Passagem aérea segura desaceleração do IPCA

Preços de hotéis também pressionaram. Em São Paulo, por exemplo, a alta foi de 16,13% contra 1,3% em Goiânia

Não fossem os aumentos de preços ligados à Copa do Mundo, a inflação de junho teria desacelerado mais e a taxa em 12 meses não superaria o teto da meta do governo para 2014. O IPCA fechou junho em 0,40%, no País, desacelerando frente ao índice de maio (0,46%). Em 12 meses, porém, o resultado ficou em 6,52%, acima do teto da meta do governo (6,50%), segundo dados divulgados ontem pelo IBGE.

Após altas já registradas em meses anteriores em alimentação fora do domicílio, aluguéis e cerveja nas cidades-sede, os vilões da vez foram as passagens aéreas e os hotéis, que impulsionaram os grupos transporte e despesas pessoas - os dois únicos a não perderem ritmo de maio para junho, segundo o IBGE.
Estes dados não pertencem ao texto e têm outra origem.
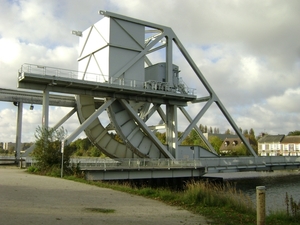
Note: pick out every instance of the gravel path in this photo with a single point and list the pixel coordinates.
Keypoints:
(32, 199)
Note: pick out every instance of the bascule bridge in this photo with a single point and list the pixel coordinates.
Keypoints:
(130, 70)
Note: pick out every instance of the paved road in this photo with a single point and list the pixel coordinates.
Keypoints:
(41, 200)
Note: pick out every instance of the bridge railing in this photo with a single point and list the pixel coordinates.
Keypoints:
(213, 164)
(95, 77)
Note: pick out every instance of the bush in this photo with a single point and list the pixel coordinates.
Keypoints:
(48, 152)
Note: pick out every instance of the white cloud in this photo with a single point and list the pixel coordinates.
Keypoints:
(249, 51)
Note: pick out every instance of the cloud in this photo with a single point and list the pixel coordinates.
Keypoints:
(248, 51)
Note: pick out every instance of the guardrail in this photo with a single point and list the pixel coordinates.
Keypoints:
(100, 78)
(211, 164)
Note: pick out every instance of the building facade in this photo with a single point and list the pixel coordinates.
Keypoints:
(279, 145)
A média de transportes passou de uma queda de 0,45% em maio para um aumento de 0,37% devido ao forte reajuste das passagens aéreas que subiram 21,95%.

Em maio, o custo desse serviço tinha recuado 21,11% diante de descontos praticados antes da Copa.

Segundo Eulina Nunes dos Santos, coordenadora de índices de preço do IBGE, o governo autorizou um número maior de voos já em maio. Com a oferta maior e a procura ainda reduzida para alguns destinos, as companhias deram descontos naquele mês para encher os aviões.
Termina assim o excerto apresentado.